Then there might be more direct, organized assaults on government buildings at the federal, state and local level. Future elections could be accompanied by violence at polling places and the offices where ballots are counted. We could even see bombings and assassinations.
If I had said that a week ago, you might have thought I was being hyperbolic. But after what we saw at the Capitol, would anyone say it’s impossible?

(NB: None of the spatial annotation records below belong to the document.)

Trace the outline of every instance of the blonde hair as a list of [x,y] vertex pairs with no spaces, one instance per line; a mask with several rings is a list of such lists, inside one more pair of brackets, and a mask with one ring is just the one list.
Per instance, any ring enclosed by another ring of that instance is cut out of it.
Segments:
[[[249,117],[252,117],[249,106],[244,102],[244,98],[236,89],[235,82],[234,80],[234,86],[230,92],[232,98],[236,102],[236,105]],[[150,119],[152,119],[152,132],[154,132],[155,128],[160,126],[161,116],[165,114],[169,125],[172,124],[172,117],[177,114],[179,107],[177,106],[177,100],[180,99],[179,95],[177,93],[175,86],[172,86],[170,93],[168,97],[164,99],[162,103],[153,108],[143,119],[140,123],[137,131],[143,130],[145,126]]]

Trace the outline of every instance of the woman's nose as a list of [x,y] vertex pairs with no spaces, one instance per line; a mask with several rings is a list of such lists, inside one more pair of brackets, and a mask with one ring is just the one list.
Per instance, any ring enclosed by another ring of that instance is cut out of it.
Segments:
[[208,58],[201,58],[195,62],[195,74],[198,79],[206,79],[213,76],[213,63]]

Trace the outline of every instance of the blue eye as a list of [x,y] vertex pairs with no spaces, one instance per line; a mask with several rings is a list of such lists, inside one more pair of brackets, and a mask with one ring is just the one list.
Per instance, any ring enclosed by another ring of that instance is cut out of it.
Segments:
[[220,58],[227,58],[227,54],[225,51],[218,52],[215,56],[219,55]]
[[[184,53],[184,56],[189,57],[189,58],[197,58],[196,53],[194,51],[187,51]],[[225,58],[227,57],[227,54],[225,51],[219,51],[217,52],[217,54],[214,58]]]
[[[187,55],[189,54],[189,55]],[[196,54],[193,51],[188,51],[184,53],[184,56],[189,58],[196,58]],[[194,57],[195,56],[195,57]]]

Because the new opposition is so prominent within their party, Republicans have to find a way to deflect their own responsibility for it. Which is why their response is already following this sequence:
- Condemn the violence itself
- Sympathize and justify the sentiments that produced the violence
- Blame Democrats for everything
Throughout the Trump presidency, the abuser’s trope of victim-blaming (“Look what you made me do”) was a staple of conservative rhetoric, as they sought to blame the left for Trump’s very existence. You were too politically correct, you said stupid things, you hurt our feelings, and “This is how you got Trump.”
So too will they try to put responsibility on Biden and congressional Democrats for the extremists in the GOP ranks. Our side might be full of crackpots, they’ll say, but it’s only because they’re legitimately concerned that passing a public option or increasing taxes on the wealthy would be the death knell of liberty. If only Democrats would promote “unity” by both pretending the Trump presidency never happened and shelving their own agenda, none of this would be happening.
Case in point: On “Fox & Friends,” Brian Kilmeade blamed House Speaker Nancy Pelosi (D-Calif.) for future violence because she is moving forward with impeachment. “This country is ready to explode,” he said. “You saw what happened. You see the anger that the 74 million people feel.”
The anger is a given; if it turns murderous, that’s the Democrats’ fault.
Here’s the core of what brought us to this point: With the enthusiastic help of his party, Trump spent four years convincing his followers that the American political system is irredeemably corrupt and any election that does not produce the result they want is fraudulent by definition. Once they accepted that belief, Trump’s defeat would inevitably produce violence, as at least some of them conclude that ordinary politics — voting, organizing, lobbying, peaceful protest — will never give them what they want, and violence is the only alternative.
We’ve only begun to feel the consequences. This is going to be a very dark time for our country.